The principal cell has two pumps on the apical surface, an ATP-dependent potassium pump that pushes potassium into the tubule, and an epithelial sodium channel pump, called ENaC for short, that pulls sodium into the cell.
There’s also a Na/K ATPase pump on the basolateral surface that again moves 2 potassium ions into the cell for every 3 sodium ions out.
Now, the alpha intercalated cells mainly get rid of hydrogen ions from the blood, and they use two pumps on their apical surface for this.
First, they have a H+/ATPase which uses ATP to pump hydrogen into the tubule.

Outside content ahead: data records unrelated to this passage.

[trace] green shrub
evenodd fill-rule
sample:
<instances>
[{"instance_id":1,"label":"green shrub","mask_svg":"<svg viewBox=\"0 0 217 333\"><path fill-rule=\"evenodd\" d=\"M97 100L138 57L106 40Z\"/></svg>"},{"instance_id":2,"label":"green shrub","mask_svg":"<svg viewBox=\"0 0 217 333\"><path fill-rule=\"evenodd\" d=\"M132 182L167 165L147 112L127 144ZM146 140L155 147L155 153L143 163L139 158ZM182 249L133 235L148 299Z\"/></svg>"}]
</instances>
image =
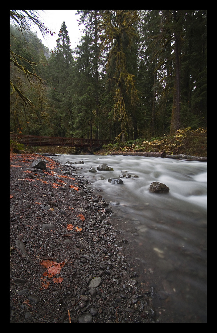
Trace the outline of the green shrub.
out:
<instances>
[{"instance_id":1,"label":"green shrub","mask_svg":"<svg viewBox=\"0 0 217 333\"><path fill-rule=\"evenodd\" d=\"M20 143L13 140L10 141L10 151L13 153L16 153L18 151L24 150L25 146L23 144Z\"/></svg>"}]
</instances>

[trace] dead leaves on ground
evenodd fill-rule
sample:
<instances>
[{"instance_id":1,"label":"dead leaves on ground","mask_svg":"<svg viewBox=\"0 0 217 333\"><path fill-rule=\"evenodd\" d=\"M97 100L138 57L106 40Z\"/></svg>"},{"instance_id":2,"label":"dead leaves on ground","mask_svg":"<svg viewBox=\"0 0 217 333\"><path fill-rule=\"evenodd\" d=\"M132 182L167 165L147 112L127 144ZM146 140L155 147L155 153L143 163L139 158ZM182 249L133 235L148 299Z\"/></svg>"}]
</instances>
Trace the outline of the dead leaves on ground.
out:
<instances>
[{"instance_id":1,"label":"dead leaves on ground","mask_svg":"<svg viewBox=\"0 0 217 333\"><path fill-rule=\"evenodd\" d=\"M42 281L42 287L40 288L40 289L47 289L50 284L50 282L47 281L45 277L51 278L55 276L57 274L59 274L62 267L67 263L72 263L66 262L66 261L57 263L56 261L49 260L42 260L40 263L40 264L44 266L47 268L47 269L46 271L44 272L43 276L41 277ZM53 280L55 283L61 283L63 282L63 278L60 276L59 277L54 278Z\"/></svg>"}]
</instances>

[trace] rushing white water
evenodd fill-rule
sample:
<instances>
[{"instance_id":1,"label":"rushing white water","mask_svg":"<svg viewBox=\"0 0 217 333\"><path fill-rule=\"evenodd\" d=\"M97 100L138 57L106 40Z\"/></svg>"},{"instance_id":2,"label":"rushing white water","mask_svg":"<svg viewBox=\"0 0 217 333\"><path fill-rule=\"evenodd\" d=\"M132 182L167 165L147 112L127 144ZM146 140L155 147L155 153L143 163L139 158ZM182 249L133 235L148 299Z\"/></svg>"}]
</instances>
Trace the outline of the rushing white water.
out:
<instances>
[{"instance_id":1,"label":"rushing white water","mask_svg":"<svg viewBox=\"0 0 217 333\"><path fill-rule=\"evenodd\" d=\"M159 313L162 308L172 312L178 322L206 322L207 163L132 156L54 158L63 164L83 161L75 165L76 173L101 191L96 194L119 203L112 206L119 216L114 223L128 232L140 279L159 294L169 295L160 306L155 304L157 312L158 308ZM103 163L114 171L89 172ZM122 178L122 184L108 182L123 170L137 177ZM169 187L169 193L149 192L155 181Z\"/></svg>"}]
</instances>

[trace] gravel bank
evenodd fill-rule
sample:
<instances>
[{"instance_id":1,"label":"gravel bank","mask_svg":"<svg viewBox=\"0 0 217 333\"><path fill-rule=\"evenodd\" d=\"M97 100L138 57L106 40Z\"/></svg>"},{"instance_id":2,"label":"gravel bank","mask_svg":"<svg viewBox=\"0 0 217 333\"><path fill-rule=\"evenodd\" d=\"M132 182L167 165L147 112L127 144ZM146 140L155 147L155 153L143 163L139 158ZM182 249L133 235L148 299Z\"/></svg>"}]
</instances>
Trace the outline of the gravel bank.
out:
<instances>
[{"instance_id":1,"label":"gravel bank","mask_svg":"<svg viewBox=\"0 0 217 333\"><path fill-rule=\"evenodd\" d=\"M10 156L10 322L157 322L112 207L46 157Z\"/></svg>"}]
</instances>

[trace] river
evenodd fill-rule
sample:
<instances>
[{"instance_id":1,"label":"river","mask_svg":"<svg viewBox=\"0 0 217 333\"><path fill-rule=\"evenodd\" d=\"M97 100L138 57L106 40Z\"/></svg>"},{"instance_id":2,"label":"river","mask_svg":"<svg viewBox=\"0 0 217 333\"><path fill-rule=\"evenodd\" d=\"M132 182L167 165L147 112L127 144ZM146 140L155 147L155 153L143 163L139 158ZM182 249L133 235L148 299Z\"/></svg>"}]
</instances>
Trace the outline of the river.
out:
<instances>
[{"instance_id":1,"label":"river","mask_svg":"<svg viewBox=\"0 0 217 333\"><path fill-rule=\"evenodd\" d=\"M76 173L110 203L113 224L133 249L141 287L151 290L159 322L207 322L207 163L138 156L53 157L62 164L84 161L75 165ZM114 171L89 172L102 164ZM123 170L132 176L121 178L123 184L108 181ZM155 181L169 193L149 192Z\"/></svg>"}]
</instances>

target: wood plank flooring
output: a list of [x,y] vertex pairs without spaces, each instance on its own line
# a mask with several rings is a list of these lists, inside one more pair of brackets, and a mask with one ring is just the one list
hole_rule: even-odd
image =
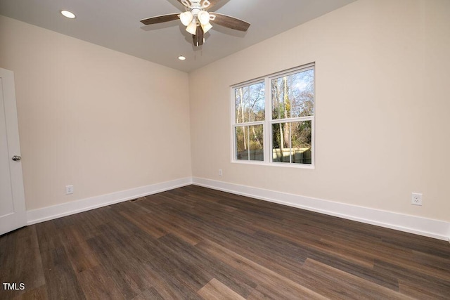
[[0,299],[450,299],[450,244],[195,185],[0,236]]

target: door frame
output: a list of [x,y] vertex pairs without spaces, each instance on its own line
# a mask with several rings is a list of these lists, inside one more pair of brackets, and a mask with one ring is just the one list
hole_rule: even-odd
[[11,159],[13,155],[20,156],[14,72],[0,68],[0,78],[3,86],[8,155],[10,158],[9,170],[14,207],[12,213],[2,216],[2,220],[0,221],[0,234],[4,234],[26,226],[27,211],[23,188],[22,161],[13,161]]

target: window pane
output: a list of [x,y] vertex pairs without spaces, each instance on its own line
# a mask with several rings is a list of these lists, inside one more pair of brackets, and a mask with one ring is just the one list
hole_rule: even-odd
[[291,123],[291,162],[311,164],[311,121]]
[[236,128],[236,159],[248,160],[248,126]]
[[264,120],[266,99],[264,82],[236,89],[234,99],[236,123]]
[[290,162],[290,140],[289,138],[289,123],[272,125],[272,161]]
[[250,126],[250,160],[264,160],[264,132],[262,125]]
[[314,71],[275,78],[271,82],[272,119],[314,115]]

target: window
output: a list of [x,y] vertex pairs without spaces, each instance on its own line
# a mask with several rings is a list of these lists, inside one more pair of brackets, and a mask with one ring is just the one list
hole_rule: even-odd
[[313,167],[314,89],[314,64],[233,86],[233,161]]

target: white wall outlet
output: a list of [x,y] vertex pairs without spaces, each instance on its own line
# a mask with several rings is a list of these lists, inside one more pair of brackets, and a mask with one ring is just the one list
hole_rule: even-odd
[[73,194],[73,185],[65,185],[65,195]]
[[422,205],[422,194],[413,193],[411,197],[411,204],[414,205]]

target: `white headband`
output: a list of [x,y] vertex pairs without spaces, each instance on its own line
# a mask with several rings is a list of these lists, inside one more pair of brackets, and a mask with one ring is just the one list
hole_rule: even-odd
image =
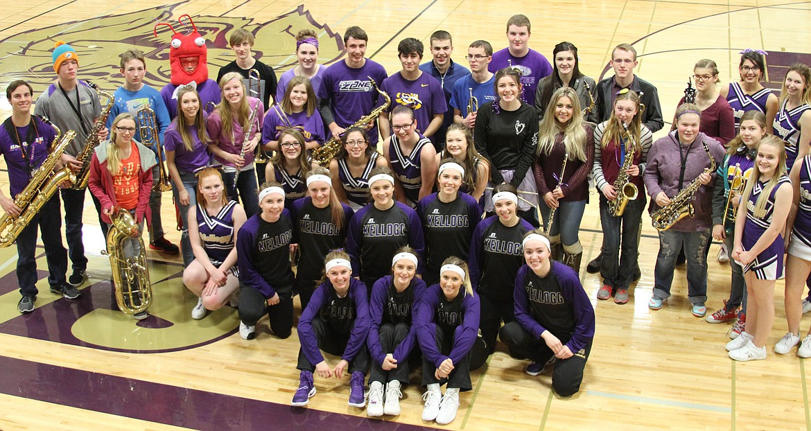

Second, they have a hydrogen potassium ATPase (H+K+ATPase) which uses ATP to push 1 hydrogen into the tubule in exchange for 1 potassium.
Sodium and potassium levels in alpha intercalated cells are also controlled by Na/K ATPase pumps on the basolateral surface, which move two potassium ions into the cell and three sodium ions out of the cell.
Now the reabsorption and secretion of these molecules in the distal convoluted tubule and collecting duct are hormonally regulated by aldosterone, a mineralocorticoid hormone made in the adrenal cortex.
In the principal cells, aldosterone diffuses across the basolateral membrane and binds to a mineralocorticoid receptor in the cytoplasm.
Then the aldosterone-receptor complex gets inside the nucleus of the cell where it triggers the increased synthesis of ENaCs, ATP-dependent potassium pumps, and the Na-K ATPase transporters.
Together, they work to increase sodium reabsorption into the blood and potassium secretion into the urine.
In the alpha intercalated cells, Aldosterone increases the synthesis of hydrogen potassium ATPase to increase H+ secretion.
Now, potassium sparing diuretics come in two flavors according to their mechanism of action: first, we’ve got those that directly inhibit the aldosterone receptor like spironolactone and eplerenone, then we have medications that indirectly inhibit the effects of aldosterone by blocking the ENaC channels on the cell membrane, like amiloride and triamterene.
This decreases the level of sodium inside the principal cells which decreases the action of the Na+/K+ ATPase on the basolateral membrane.
However, at the end of the day, both categories have the same effect; first, they increase the excretion of sodium, and since water flows where the sodium goes, they also increase water loss through the urine.
Next, they decrease the excretion of hydrogen and potassium, hence the name, potassium sparing.
The addition of a potassium sparing diuretic increases the reabsorption of potassium in the final stretches of the renal tubule, and therefore reduces potassium loss.
Hyperaldosteronism can be primary, meaning too much aldosterone is secreted by the adrenal cortex itself; like with Conn syndrome, or when a tumor secretes too much ACTH, which then tells the adrenal cortex to make too much aldosterone.